Brentwood-based Intrepid Investment Bankers, a regional middle market investment banking firm, advised on this month’s sale of Camarillo, Calif.-based Artisan Vehicle Systems Inc., a zero-emission electric battery-powered equipment manufacturer.

The $12.3 million in annual revenue Artisan was purchased by Sandvik, a global engineering group based in Sweden.

Terms of the transaction were not disclosed.

Artisan is one of a handful of companies that build ground-up battery-powered electric vehicles—rather than retrofitting existing diesel-powered vehicles with battery power—for mining gold, silver, and platinum, in mile-deep underground mines, according to Jonathan Zucker, managing director and head of capital markets for Intrepid.

The battery electric vehicles for underground mining is a nascent industry, similar to what Tesla did in the passenger car business when it began to make cars lighter and more powerful in addition to battery-powered, explained Zucker in an interview.

Artisan builds two kinds of vehicles, including loaders that haul four metric tons of material out of the ground, and haulers, which can carry up to 40 metric tons.

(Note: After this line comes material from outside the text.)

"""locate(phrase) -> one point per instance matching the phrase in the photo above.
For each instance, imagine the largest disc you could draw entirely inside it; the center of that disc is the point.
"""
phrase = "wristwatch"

The vehicles are sold to mine operators in Australia, Canada, South Africa, and ore-rich regions in the world, Zucker said.

Intrepid was bought last October by San Francisco-based MUFG Union Bank as part of a new line of business for Union Bank. MUFG Union Bank, which is the U.S. banking arm of Japanese holding company Mitsubishi UFJ Financial Group Inc., has 355 branches in the U.S. West.

Artisan initially hired Intrepid a year ago to help the manufacturer raise capital. As Intrepid began pitching equity investors to help raise additional capital, senior management with the privately held Artisan decided to entertain a possible sale, Zucker said.

The company, which employs roughly 60, concluded that its vision to transform the industry would take far too much capital to do on its own, so Intrepid expanded its marketing efforts to talk to strategic players about making an investment, Zucker explained.

“As we started going down that road, it became clear that to accelerate growth would require not only capital but also additional infrastructure and a global reach,” Zucker said.